I don't think this bears directly on your analysis, and my knowledge of cybernetics limits me from developing a meaningful critique of your work other than that this seems to be very promising stuff. I bring up this history because a) Silver's work may be relevant to what you're figuring out re: developing methods of figuring out the weakest links in the value chain and b) the physical properties of real commodities can limit the options capitalists have in dealing with striking workers; I don't know how point B can be factored into your calculations, but as a qualitative point it may be of use to your research.
@jules1214 This is good to know but I thought commodity reserves have gone extinct with just-in-time production? If the pandemic was any indication it seems like firms aren't stockpiling anything anymore.
@madredalchemist I think with the pandemic-induced supply shock a lot of consumer goods firms have been moving away from JIT production. At least from what I remember reading the Financial Times. Especially since stretching your supply lines so thinly meant creating a large number of choke holds for logistical workers (like the longshoremen at the Port of Los Angeles) to exploit. But I yield to the superior knowledge of any logistics specialists who are more in the know about it than I am.
@jules1214 Regardless if my modeling is valid I can weigh the centrality by anything so I could weigh the centrality against reserve levels of any industry
@casperadmin This is definitely the next step after the theory is fleshed out; accurate data is crucial for the application to be as dynamic as possible, the ideal would be enabling a kind of fine-grain persistent action that can be as effective as a general strike.
It occurred to me in the shower earlier that if you were looking at correlations in income, that during a supply chain crisis you would actually see the correlation be negative between the industry providing the input that's in shortage and the final demand industry, as the shortage would cause a distributional shock with the higher prices for the good.
If people could share the thread with any math/cs folks they know it'd help to get some extra eyes on it to validate the model.
Is Ian Wright or Tex (from https://www.youtube.com/c/TexTalksSometimes) on this forum?
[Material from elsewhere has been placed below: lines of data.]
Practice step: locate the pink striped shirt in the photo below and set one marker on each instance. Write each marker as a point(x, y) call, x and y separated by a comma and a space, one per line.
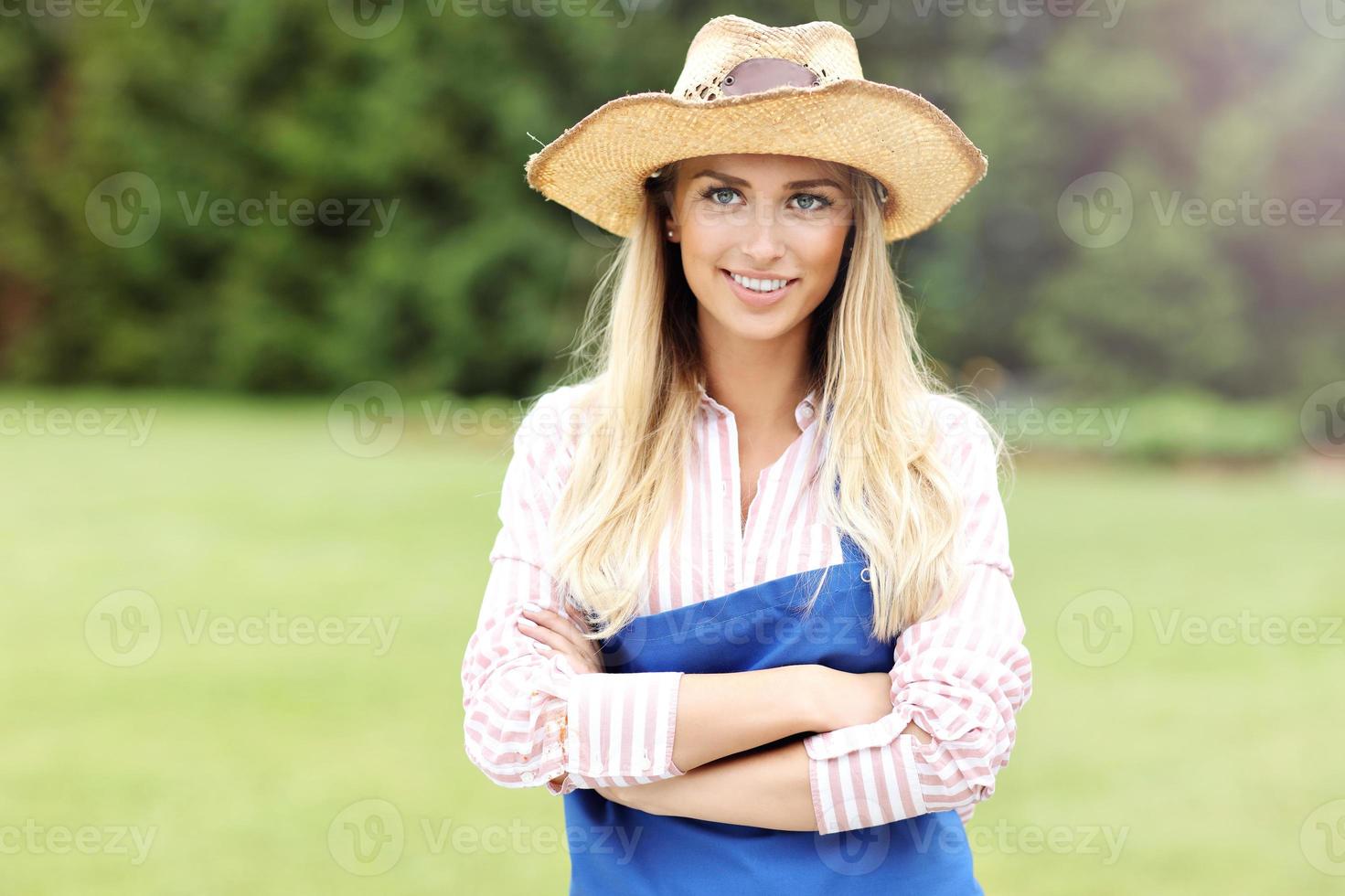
point(962, 676)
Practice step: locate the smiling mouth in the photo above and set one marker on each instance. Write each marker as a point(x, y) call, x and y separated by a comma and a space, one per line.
point(757, 296)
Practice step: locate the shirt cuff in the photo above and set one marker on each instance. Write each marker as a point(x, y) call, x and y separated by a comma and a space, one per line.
point(616, 728)
point(865, 789)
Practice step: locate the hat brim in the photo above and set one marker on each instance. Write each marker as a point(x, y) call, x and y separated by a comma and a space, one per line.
point(927, 163)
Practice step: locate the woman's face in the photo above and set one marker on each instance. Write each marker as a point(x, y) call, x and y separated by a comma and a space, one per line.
point(762, 217)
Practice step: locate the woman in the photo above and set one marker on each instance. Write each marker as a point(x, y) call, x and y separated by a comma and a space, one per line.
point(753, 585)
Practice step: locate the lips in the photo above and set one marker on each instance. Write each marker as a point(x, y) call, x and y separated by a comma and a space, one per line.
point(753, 297)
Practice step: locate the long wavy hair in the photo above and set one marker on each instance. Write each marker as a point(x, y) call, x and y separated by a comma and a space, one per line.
point(639, 358)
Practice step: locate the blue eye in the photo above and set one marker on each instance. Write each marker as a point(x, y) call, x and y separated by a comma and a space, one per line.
point(814, 200)
point(713, 191)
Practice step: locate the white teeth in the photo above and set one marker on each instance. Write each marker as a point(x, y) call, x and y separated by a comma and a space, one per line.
point(759, 285)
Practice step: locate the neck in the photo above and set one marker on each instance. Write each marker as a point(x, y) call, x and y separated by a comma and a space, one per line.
point(760, 381)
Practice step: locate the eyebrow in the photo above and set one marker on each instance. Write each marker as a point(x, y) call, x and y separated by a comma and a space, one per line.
point(793, 185)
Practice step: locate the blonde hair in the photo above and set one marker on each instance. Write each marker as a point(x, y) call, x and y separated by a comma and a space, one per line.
point(639, 357)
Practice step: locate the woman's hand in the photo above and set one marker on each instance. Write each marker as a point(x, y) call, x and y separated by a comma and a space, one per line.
point(562, 634)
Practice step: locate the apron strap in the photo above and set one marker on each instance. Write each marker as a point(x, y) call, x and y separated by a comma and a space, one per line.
point(851, 550)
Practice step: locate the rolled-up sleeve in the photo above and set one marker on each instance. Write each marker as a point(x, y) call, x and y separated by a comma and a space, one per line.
point(961, 676)
point(528, 719)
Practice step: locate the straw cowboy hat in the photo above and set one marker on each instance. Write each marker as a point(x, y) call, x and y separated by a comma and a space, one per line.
point(754, 89)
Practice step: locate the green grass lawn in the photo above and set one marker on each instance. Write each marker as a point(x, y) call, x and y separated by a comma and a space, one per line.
point(249, 738)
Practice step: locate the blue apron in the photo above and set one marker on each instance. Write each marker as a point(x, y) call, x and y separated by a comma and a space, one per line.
point(620, 850)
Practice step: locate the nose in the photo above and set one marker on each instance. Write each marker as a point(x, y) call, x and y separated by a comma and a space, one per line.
point(764, 241)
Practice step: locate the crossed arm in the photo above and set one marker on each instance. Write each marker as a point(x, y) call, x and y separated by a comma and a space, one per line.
point(721, 722)
point(763, 789)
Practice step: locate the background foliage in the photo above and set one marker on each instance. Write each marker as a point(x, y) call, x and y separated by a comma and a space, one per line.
point(477, 283)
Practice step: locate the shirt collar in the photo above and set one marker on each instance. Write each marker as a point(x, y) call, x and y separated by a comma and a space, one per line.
point(803, 413)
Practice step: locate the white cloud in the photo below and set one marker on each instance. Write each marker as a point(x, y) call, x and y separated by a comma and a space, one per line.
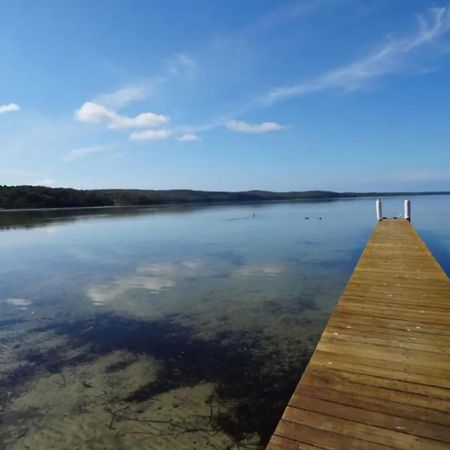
point(245, 127)
point(390, 59)
point(11, 107)
point(123, 97)
point(78, 153)
point(188, 137)
point(91, 112)
point(143, 120)
point(182, 64)
point(150, 135)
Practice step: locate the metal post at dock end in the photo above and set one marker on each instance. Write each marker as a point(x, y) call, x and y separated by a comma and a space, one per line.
point(379, 209)
point(407, 214)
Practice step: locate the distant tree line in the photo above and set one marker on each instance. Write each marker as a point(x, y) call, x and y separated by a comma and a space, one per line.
point(12, 197)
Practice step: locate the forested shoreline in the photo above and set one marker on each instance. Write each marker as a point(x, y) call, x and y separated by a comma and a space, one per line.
point(21, 197)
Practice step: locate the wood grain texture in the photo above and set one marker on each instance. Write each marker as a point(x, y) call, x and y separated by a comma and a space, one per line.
point(380, 375)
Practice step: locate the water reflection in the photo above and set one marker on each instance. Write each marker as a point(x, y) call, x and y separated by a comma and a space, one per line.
point(176, 327)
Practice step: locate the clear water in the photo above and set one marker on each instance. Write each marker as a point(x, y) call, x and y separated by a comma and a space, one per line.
point(180, 327)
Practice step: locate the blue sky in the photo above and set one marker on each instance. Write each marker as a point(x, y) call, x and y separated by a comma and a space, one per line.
point(279, 95)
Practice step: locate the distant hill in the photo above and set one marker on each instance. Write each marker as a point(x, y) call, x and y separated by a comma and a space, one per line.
point(12, 197)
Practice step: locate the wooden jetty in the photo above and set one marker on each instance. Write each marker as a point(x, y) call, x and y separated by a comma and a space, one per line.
point(380, 375)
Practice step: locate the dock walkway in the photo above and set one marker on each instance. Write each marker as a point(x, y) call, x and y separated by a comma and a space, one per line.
point(380, 375)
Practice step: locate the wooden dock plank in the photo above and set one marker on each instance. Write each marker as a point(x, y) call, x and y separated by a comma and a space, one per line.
point(380, 375)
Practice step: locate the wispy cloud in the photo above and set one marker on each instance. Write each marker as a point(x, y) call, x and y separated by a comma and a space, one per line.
point(11, 107)
point(151, 135)
point(188, 137)
point(390, 59)
point(79, 153)
point(245, 127)
point(91, 112)
point(182, 64)
point(124, 96)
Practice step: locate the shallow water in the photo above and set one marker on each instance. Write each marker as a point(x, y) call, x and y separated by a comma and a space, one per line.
point(176, 327)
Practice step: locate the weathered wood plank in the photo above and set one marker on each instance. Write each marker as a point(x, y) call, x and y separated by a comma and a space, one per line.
point(380, 375)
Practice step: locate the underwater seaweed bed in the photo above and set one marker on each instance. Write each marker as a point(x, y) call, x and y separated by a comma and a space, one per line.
point(256, 383)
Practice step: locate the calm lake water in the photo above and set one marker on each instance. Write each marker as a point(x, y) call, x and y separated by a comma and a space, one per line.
point(172, 328)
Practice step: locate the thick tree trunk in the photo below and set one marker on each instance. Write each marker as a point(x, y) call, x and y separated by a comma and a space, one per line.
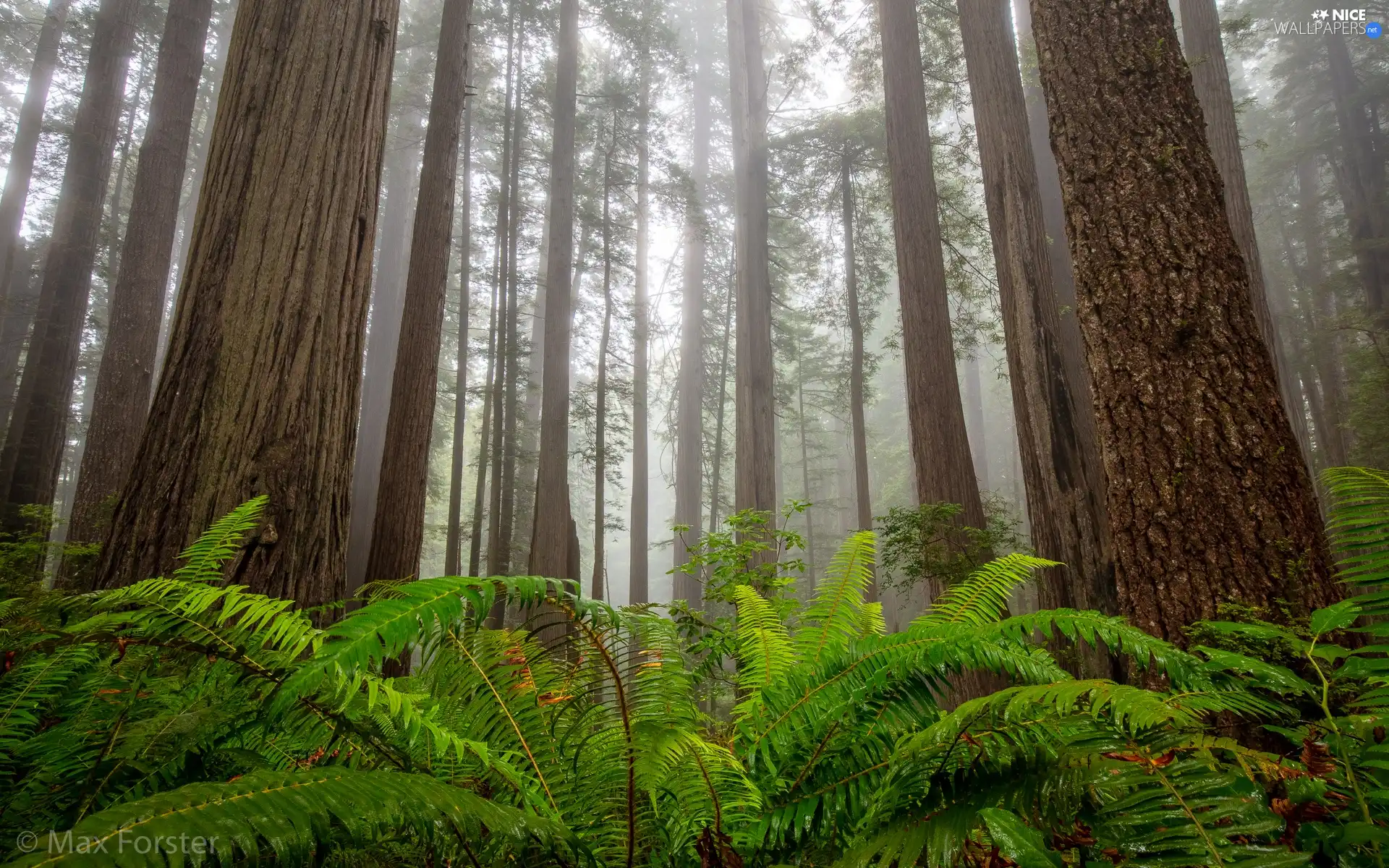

@madredalchemist I think with the pandemic-induced supply shock a lot of consumer goods firms have been moving away from JIT production. At least from what I remember reading the Financial Times. Especially since stretching your supply lines so thinly meant creating a large number of choke holds for logistical workers (like the longshoremen at the Port of Los Angeles) to exploit. But I yield to the superior knowledge of any logistics specialists who are more in the know about it than I am.
Some manufacturers keep stockpiles some don't. Keeping a stockpile can be very useful sometimes because in a shortage you can have immense control over the market, but it can also be very expensive. As we move away from just in time production I'm sure more will also embrace some level of stockpiling.
@casperadmin How far back can you go with the this data? i.e would data from the pandemic supply shocks still be relevant now, 1, 2, 3, 5 years out etc?
@madredalchemist it depends on the shock. In terms of the initial pandemic shocks we are past that, and even with the tight labor market labor isn't getting any extra real income. But we can see pretty easily how the war in Ukraine has created higher revenue and profits for the oil and natural gas industry. But obviously, the shock will persist for however long the shortages do, which is dependent on material facts on the ground.